Metadata-Version: 2.4
Name: rh
Version: 0.0.5
Summary: Supervised clustering
Home-page: https://github.com/t-c-w/rh
Author: Thor Whalen
License: apache-2.0
Platform: any
Description-Content-Type: text/markdown
License-File: LICENSE
Dynamic: license-file

# rh
Supervised clustering

To install:	```pip install rh```

## Overview
The `rh` package provides tools for supervised clustering, integrating label information into the clustering process. This is particularly useful when you have labeled data and you want to ensure that the clusters are formed considering these labels. The package includes classes and functions that extend the functionality of scikit-learn's clustering algorithms, allowing for more nuanced clustering strategies that can be tailored based on the characteristics of the data and the labels.

## Main Features
- **SupervisedKMeans**: A class that performs K-Means clustering in a supervised manner, where the number of clusters per class can vary based on the distribution of data points among the classes.
- **SeperateClassKMeans**: A class that fits a separate KMeans clustering to each class found in the dataset, with options to adjust the number of clusters per class based on different strategies such as volume (number of points) or inertia (within-cluster sum of squares).
- **Utility Functions**: Functions like `_choose_class_weights` and `_choose_distribution_according_to_weights` help in determining the number of clusters for each class based on specified criteria.

## Installation
You can install the `rh` package using pip:
```bash
pip install rh
```

## Usage Examples

### SupervisedKMeans
```python
from rh import SupervisedKMeans
import numpy as np

# Example data
X = np.array([[1, 2], [1, 4], [1, 0],
              [10, 2], [10, 4], [10, 0]])
y = np.array([0, 0, 0, 1, 1, 1])

# Initialize and fit the model
model = SupervisedKMeans(n_clusters=2)
model.fit(X, y)

# Predict new data
print(model.predict(np.array([[1, 1], [10, 3]])))
```

### SeperateClassKMeans
```python
from rh import SeperateClassKMeans
import numpy as np

# Example data
X = np.array([[1, 2], [1, 4], [1, 0],
              [10, 2], [10, 4], [10, 0]])
y = np.array([0, 0, 0, 1, 1, 1])

# Initialize and fit the model
model = SeperateClassKMeans(n_clusters=2, method='volume')
model.fit(X, y)

# Access cluster centers
print(model.cluster_centers_)
```

## Documentation

### Classes
- **SupervisedKMeans**: Clusters data by first fitting a KMeans model to the most frequent classes until the number of clusters is exhausted.
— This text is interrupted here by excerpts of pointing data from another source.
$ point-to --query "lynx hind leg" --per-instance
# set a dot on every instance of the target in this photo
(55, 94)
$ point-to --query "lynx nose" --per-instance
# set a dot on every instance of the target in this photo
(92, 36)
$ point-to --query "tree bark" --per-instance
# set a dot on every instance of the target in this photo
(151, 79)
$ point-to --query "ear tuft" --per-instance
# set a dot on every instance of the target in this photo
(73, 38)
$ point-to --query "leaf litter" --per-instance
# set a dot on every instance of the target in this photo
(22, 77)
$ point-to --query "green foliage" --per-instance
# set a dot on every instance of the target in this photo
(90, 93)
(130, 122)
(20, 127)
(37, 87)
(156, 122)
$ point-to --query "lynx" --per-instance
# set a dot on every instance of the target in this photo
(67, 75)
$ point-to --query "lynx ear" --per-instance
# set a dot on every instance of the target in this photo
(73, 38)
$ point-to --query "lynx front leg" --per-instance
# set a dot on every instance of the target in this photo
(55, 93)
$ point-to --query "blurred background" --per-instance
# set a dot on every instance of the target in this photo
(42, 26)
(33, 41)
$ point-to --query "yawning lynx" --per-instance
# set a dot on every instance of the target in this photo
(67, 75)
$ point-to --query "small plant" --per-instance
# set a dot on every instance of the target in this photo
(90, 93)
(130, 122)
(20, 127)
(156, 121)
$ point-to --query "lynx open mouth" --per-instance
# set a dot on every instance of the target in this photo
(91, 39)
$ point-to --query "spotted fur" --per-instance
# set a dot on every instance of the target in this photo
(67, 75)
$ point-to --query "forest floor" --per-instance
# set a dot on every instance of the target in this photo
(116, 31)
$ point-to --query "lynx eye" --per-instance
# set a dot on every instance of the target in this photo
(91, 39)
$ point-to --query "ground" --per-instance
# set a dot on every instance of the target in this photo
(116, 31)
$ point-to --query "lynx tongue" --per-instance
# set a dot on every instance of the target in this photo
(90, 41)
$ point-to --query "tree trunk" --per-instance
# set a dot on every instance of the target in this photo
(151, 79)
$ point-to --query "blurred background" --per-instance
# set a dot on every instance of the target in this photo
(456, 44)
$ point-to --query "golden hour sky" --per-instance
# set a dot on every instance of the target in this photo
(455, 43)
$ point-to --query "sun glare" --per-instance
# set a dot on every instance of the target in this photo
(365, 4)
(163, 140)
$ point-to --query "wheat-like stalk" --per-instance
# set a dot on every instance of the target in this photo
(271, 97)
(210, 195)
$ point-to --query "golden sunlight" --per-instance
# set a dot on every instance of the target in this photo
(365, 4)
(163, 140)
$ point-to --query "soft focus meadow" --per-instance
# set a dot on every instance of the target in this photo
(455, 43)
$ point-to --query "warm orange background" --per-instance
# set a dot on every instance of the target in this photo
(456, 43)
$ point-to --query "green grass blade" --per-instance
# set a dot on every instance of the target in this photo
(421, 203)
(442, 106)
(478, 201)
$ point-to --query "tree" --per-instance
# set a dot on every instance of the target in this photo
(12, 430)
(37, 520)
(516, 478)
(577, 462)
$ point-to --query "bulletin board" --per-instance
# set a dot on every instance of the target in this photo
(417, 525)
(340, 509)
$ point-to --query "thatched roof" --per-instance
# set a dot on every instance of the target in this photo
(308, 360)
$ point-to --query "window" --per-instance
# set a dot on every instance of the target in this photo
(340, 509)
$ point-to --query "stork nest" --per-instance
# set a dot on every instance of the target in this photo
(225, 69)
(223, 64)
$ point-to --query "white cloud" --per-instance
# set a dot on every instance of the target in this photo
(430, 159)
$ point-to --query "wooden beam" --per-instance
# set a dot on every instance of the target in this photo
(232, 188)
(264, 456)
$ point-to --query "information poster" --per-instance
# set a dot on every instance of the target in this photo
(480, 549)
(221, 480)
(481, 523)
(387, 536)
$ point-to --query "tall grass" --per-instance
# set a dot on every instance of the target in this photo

It then assigns new data points to these clusters or to the nearest cluster if the class was not seen during training.
- **SeperateClassKMeans**: Fits a separate KMeans model to each class in the dataset. The number of clusters for each class can be specified or automatically determined based on the method chosen (`volume` or `inertia`).

### Functions
- **y_idx_dict(y)**: Creates a dictionary mapping each unique label in `y` to the indices of samples with that label.
- **kmeans_per_y_dict(X, y, y_idx=None)**: Fits a KMeans model to the data points in `X` corresponding to each unique label in `y`.
- **_choose_class_weights(X, y, n_clusters, method, clusterer)**: Determines the number of clusters for each class based on the specified method.
- **_choose_distribution_according_to_weights(weights, total_int_to_distribute)**: Distributes a total integer amount proportionally across items based on their weights.

## Contributing
Contributions to the `rh` package are welcome. Please ensure that any pull requests or issues are relevant to supervised clustering enhancements or bug fixes.